Disney i bez Disney Plus miałby w dłoniach sporą część tortu streamingowego, gdyż po zakupie licznych aktywów 21st Century Fox firma uzyskała większościowy udział w Hulu. To spora sprawa, gdyż mowa tu o jednym z największych tego typu serwisów w Stanach Zjednoczonych. Jednocześnie kosztowna, gdyż pozyskanie pozostałych 40% udziałów to kwestia wyłożenia kolejnych miliardów dolarów.
Historia Hulu jest dosyć przewrotna. Serwis zaistniał jako platforma, która miała powalczyć z YouTubem.

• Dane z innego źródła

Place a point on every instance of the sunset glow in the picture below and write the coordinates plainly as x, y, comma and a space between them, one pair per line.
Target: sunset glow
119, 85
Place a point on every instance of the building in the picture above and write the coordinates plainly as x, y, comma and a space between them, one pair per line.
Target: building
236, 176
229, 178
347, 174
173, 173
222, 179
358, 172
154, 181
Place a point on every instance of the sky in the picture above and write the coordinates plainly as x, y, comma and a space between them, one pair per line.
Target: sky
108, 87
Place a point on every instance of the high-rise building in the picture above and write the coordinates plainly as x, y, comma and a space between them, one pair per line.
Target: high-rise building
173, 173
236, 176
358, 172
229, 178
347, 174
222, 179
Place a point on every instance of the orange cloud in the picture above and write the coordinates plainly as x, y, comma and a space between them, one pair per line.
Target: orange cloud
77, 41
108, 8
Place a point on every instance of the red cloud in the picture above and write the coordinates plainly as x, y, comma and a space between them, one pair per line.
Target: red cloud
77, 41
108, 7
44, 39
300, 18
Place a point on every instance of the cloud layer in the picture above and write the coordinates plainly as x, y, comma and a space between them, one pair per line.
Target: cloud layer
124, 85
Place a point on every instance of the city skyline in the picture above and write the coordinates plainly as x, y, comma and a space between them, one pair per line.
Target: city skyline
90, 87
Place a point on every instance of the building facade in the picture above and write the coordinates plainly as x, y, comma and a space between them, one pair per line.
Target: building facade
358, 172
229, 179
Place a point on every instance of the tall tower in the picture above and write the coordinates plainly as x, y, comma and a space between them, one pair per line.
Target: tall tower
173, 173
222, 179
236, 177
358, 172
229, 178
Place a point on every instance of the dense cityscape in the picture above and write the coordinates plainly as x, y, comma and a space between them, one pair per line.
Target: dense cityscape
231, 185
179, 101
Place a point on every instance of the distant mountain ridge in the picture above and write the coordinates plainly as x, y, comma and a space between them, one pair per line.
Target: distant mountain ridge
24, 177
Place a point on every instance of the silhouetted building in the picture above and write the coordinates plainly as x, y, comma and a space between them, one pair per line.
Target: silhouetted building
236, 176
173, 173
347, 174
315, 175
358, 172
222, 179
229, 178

Według wyliczeń tradycyjnych korporacji działających w branży rozrywkowej YouTube słabo monetyzował materiały wideo przez nich udostępniane. Początkowo treści zamieszczane na Hulu można było oglądać za darmo, a później wprowadzono odpłatną wersję oferującą serwis bez reklam i z dodatkowymi treściami. Obecnie można wykupić tam pakiet z niewielką liczbą reklam lub droższy, który jest całkowicie ich pozbawiony. Oprócz tego są pakiety poboczne jak z Showtime czy kanały telewizyjne na żywo. Wprowadzono również możliwość wykupienia Spotify i Hulu łącznie, dzięki czemu comiesięczny rachunek za obie usługi jest niższy.

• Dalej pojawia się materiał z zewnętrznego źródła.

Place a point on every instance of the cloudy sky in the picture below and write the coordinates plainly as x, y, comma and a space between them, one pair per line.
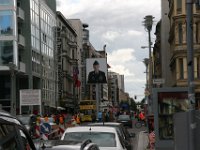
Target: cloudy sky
118, 24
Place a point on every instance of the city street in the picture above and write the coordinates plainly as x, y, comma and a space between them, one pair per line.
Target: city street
140, 141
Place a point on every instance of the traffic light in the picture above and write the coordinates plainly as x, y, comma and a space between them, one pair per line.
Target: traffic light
197, 2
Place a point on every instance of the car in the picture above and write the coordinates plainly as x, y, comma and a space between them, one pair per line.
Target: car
121, 129
13, 134
125, 120
28, 121
68, 145
107, 138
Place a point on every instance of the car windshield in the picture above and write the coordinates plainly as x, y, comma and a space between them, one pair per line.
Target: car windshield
102, 139
124, 117
24, 119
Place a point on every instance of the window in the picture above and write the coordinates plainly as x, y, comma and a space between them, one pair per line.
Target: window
8, 137
198, 67
197, 32
6, 2
181, 68
179, 6
6, 52
180, 33
6, 22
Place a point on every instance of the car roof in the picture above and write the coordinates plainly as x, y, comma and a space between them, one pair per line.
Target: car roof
91, 128
106, 123
5, 116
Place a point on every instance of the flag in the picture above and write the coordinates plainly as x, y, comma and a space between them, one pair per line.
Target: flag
75, 73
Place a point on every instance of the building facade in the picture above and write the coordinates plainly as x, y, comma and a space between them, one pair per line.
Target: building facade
68, 71
178, 45
27, 51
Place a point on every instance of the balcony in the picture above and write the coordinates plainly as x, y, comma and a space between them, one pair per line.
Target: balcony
22, 67
20, 13
21, 40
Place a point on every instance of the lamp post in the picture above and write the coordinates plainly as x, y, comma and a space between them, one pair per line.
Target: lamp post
190, 61
12, 68
148, 22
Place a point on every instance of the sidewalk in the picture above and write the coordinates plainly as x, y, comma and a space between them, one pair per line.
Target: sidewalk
142, 141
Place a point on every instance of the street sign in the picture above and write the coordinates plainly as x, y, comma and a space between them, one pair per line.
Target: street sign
158, 81
45, 128
30, 97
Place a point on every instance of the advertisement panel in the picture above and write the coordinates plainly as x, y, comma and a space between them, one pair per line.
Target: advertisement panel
30, 97
96, 69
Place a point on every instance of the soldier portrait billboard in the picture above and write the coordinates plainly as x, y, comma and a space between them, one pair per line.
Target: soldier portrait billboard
96, 70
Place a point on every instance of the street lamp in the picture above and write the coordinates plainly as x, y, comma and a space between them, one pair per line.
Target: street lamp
148, 22
13, 68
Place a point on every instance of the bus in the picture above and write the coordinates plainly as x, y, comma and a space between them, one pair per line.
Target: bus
87, 108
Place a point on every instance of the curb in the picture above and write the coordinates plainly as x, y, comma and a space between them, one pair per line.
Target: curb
142, 141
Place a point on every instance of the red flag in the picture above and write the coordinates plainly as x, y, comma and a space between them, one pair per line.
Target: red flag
77, 83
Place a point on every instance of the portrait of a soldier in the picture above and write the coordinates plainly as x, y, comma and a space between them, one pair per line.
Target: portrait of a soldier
96, 76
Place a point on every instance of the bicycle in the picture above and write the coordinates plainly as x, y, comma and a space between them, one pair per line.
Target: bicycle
139, 124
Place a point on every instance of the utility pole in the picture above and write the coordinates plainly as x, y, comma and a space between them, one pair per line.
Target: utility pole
190, 61
148, 22
12, 68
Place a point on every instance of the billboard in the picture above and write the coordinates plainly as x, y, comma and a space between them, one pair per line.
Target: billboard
96, 69
30, 97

Po kilku perturbacjach własnościowych mogło się wydawać, że serwis pozostanie konsorcjum czterech korporacji, czyli 21st Century Fox (podczas tworzenia Hulu jeszcze News Corporation), NBCUniversal (należące do Comcastu), The Walt Disney Company i Time Warner (przemianowane na WarnerMedia po przejęciu przez AT&T). Jednak zakup większości aktywów 21st Century Fox przez Disneya całkowicie zmienił układ sił w tym streamingu.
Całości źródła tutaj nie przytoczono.